The Justification & The "Orbiter Effect": Why is TVS’s revenue per vehicle lower than Bajaj’s (₹1.08L vs. ₹1.27L)? This is not a weakness; it is a strategy.

  • The Pivot: Q3 marked the national expansion of the TVS Orbiter, priced at ~₹99,000.
  • The Mix Shift: In previous quarters, the premium iQube (₹1.2L+) dominated the mix. In Q3, the influx of the cheaper Orbiter diluted the Average Selling Price (ASP).
  • The Trade-off: TVS has consciously traded Revenue Per Unit for Total Volume, successfully widening the funnel to capture the mass-market buyer.

4. Profitability: Contribution Positive (But EBITDA Negative)

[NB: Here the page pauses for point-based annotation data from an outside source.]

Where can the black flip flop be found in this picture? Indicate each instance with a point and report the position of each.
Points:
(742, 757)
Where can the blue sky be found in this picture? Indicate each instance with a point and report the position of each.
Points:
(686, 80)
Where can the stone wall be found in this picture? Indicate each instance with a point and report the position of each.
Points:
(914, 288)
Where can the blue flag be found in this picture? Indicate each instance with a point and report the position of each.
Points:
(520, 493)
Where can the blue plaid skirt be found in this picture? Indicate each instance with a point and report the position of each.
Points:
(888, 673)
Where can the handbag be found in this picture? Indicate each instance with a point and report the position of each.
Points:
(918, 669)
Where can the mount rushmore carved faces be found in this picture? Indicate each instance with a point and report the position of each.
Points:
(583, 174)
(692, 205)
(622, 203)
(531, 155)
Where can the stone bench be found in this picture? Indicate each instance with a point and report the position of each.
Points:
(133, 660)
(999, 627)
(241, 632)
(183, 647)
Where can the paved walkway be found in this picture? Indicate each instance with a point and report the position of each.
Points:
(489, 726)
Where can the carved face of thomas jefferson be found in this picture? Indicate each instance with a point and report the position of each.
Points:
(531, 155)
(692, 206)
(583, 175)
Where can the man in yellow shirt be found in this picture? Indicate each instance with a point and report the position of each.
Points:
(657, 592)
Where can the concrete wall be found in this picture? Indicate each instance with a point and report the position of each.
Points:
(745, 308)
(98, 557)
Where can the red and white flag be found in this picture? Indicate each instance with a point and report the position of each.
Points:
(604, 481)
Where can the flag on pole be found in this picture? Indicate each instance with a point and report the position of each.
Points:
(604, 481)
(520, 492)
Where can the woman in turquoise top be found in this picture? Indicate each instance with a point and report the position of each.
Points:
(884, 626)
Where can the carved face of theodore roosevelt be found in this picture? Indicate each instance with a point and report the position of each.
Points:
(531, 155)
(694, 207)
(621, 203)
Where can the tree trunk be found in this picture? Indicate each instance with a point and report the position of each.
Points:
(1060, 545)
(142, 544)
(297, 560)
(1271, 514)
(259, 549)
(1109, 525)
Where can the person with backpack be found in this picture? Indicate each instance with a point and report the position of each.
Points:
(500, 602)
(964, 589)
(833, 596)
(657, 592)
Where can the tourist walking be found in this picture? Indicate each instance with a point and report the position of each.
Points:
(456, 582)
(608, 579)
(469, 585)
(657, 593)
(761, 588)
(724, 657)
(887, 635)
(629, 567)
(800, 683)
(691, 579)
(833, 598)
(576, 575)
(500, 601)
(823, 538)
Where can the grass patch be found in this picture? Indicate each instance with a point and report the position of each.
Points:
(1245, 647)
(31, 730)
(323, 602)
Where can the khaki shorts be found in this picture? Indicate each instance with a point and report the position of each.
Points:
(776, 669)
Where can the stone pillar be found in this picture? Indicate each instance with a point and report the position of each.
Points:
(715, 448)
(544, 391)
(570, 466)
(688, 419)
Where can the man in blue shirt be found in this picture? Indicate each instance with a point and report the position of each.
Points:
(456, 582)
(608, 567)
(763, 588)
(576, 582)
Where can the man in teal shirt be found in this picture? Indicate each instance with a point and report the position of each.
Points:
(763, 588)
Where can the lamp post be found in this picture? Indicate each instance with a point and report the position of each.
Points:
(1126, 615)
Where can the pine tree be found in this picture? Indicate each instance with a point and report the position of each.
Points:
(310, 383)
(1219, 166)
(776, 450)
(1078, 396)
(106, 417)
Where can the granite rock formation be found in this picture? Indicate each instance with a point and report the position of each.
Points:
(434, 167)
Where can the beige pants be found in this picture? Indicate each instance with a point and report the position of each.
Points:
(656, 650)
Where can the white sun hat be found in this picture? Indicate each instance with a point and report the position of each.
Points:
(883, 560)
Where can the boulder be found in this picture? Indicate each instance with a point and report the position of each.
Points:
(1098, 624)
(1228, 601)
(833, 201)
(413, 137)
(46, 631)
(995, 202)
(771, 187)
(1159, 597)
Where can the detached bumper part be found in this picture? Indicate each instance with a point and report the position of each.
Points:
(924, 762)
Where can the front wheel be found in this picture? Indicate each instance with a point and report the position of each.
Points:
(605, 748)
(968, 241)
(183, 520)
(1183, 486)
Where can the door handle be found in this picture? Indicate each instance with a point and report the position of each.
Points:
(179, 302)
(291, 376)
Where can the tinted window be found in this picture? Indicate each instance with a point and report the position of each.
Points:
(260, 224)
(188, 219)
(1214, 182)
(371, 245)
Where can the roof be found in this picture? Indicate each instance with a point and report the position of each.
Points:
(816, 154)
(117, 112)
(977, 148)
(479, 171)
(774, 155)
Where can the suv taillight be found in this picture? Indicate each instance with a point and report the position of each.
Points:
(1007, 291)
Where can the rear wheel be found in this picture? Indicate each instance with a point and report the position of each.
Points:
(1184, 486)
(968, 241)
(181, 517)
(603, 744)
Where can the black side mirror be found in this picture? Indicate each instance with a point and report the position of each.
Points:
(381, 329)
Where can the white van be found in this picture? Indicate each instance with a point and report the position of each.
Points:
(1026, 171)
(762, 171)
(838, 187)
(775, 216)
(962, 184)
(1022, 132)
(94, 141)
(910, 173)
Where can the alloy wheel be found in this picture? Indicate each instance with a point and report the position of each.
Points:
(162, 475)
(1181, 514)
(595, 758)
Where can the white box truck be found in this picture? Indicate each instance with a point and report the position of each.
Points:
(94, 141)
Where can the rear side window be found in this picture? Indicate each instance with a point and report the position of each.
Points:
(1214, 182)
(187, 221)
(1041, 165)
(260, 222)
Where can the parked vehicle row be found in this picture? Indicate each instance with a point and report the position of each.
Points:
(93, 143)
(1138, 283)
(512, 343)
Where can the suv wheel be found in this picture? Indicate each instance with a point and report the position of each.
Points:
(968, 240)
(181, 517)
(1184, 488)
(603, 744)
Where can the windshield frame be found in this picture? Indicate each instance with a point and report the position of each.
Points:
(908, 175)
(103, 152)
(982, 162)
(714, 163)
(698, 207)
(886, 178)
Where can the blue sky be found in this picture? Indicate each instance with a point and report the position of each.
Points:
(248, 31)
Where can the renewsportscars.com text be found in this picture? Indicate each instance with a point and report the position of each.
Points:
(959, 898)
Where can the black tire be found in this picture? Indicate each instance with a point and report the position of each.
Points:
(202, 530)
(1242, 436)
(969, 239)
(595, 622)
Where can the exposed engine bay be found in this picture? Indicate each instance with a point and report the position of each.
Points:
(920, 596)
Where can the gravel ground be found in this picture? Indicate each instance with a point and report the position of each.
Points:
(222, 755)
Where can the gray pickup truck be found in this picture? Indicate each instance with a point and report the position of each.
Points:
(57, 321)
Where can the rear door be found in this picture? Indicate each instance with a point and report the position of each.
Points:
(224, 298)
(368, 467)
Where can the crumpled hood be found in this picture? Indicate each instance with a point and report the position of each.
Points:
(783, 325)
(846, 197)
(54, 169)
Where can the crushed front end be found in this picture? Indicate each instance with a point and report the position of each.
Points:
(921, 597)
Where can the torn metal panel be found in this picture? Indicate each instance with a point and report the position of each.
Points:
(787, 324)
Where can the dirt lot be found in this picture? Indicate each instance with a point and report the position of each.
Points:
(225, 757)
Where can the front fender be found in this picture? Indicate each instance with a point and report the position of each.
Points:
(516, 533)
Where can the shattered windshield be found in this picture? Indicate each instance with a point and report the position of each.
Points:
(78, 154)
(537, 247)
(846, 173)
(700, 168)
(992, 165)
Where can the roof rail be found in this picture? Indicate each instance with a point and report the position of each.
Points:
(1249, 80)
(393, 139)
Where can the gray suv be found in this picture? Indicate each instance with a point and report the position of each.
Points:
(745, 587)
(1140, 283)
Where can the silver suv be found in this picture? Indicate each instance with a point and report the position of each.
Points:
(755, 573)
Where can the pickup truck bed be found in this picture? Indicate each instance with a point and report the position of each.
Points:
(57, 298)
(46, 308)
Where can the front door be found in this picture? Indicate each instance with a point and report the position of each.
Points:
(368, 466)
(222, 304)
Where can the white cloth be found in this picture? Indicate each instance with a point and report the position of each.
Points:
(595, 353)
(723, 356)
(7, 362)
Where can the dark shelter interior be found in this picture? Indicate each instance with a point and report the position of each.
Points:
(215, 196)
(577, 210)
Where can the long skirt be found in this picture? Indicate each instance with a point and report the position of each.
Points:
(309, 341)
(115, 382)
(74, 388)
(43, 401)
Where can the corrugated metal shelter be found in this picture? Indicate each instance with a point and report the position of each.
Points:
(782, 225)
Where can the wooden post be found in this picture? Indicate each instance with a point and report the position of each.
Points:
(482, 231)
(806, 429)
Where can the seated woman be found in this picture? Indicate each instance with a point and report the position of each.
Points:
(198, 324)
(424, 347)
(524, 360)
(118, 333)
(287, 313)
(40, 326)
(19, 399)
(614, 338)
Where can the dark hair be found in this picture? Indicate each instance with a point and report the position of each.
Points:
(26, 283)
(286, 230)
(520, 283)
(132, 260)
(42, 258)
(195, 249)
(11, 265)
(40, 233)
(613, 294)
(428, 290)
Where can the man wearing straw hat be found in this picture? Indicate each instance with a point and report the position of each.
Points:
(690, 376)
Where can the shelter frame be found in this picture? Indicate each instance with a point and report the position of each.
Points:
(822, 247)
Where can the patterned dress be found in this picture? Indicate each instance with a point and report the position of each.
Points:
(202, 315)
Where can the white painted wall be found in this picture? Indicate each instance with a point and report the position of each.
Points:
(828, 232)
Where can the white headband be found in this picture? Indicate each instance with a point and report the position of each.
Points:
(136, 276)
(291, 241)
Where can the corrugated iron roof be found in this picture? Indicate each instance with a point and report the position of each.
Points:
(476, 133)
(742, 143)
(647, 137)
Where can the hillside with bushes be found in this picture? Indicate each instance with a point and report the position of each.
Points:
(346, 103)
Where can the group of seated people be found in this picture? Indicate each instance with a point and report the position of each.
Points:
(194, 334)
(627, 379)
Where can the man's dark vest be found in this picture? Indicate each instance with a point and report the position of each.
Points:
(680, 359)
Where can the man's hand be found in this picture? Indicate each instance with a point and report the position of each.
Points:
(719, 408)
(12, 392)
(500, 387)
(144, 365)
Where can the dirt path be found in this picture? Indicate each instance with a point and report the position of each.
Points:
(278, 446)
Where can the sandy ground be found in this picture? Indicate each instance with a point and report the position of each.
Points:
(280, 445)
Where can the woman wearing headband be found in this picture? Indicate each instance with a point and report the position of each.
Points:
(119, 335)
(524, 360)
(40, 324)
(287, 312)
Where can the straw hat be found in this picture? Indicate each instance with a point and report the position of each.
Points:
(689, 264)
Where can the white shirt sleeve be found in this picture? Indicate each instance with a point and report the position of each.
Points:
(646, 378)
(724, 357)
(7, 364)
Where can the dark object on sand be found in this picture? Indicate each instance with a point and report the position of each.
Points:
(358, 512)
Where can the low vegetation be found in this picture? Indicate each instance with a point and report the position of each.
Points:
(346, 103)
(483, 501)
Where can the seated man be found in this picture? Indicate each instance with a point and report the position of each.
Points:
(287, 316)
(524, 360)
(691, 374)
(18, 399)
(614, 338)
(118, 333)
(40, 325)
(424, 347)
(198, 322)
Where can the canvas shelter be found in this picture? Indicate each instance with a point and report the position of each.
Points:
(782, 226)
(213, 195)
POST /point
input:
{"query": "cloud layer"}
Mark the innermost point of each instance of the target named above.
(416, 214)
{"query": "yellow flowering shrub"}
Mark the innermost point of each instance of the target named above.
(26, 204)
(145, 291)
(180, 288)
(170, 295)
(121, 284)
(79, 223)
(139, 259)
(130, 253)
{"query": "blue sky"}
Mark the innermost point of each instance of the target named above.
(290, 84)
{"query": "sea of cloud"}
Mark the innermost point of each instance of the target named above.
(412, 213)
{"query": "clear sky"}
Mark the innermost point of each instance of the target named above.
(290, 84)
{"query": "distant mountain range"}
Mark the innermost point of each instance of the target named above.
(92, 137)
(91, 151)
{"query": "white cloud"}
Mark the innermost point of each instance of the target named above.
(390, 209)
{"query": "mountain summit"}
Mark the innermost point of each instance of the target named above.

The Status: EBITDA Negative (Approaching Breakeven) The Source: Management Commentary The Logic: While Bajaj has hit double-digit profitability, TVS is playing a different game.

  • The Official Stance: Management stated clearly that "On contribution, we are positive... and I’m very confident that this EV will also become EBITDA positive," implying the segment has not yet crossed that threshold.
  • The Nuance: "Contribution Positive" means they make money on every unit before fixed costs (R&D, marketing, overheads). They are not incurring hardware losses, but the massive investment required to scale the Orbiter platform keeps final EBITDA slightly in the red for now.

5. The PLI Reality: ~₹70 Cr (Net Benefit)

The Estimate: 0.70% Margin Impact / ~₹70 Cr Value The Logic: Why is TVS’s PLI number lower than Bajaj’s?

  • The Sharing Model: TVS Management explicitly stated that the PLI benefit improves their margin by 70 basis points (0.7%) on the total revenue. However, they also clarified that they share this benefit with suppliers.
  • The Math: 0.7% of Corporate Revenue (₹12,475 Cr) equates to a ~₹87 Crore total benefit. Allocating 80% of this to the 2-wheeler vertical gives us a realised benefit of ~₹70 Crores.

Conclusion

TVS Motor’s Q3 story is one of aggressive expansion. By launching the Orbiter and pricing it for the masses (ASP ₹1.08 Lakh), they have secured the volume crown (91k retail units). While they trail Bajaj in pure profitability, their "Contribution Positive" status—supported by a steady PLI flow—proves they are building a sustainable ecosystem ready for massive scale in 2026.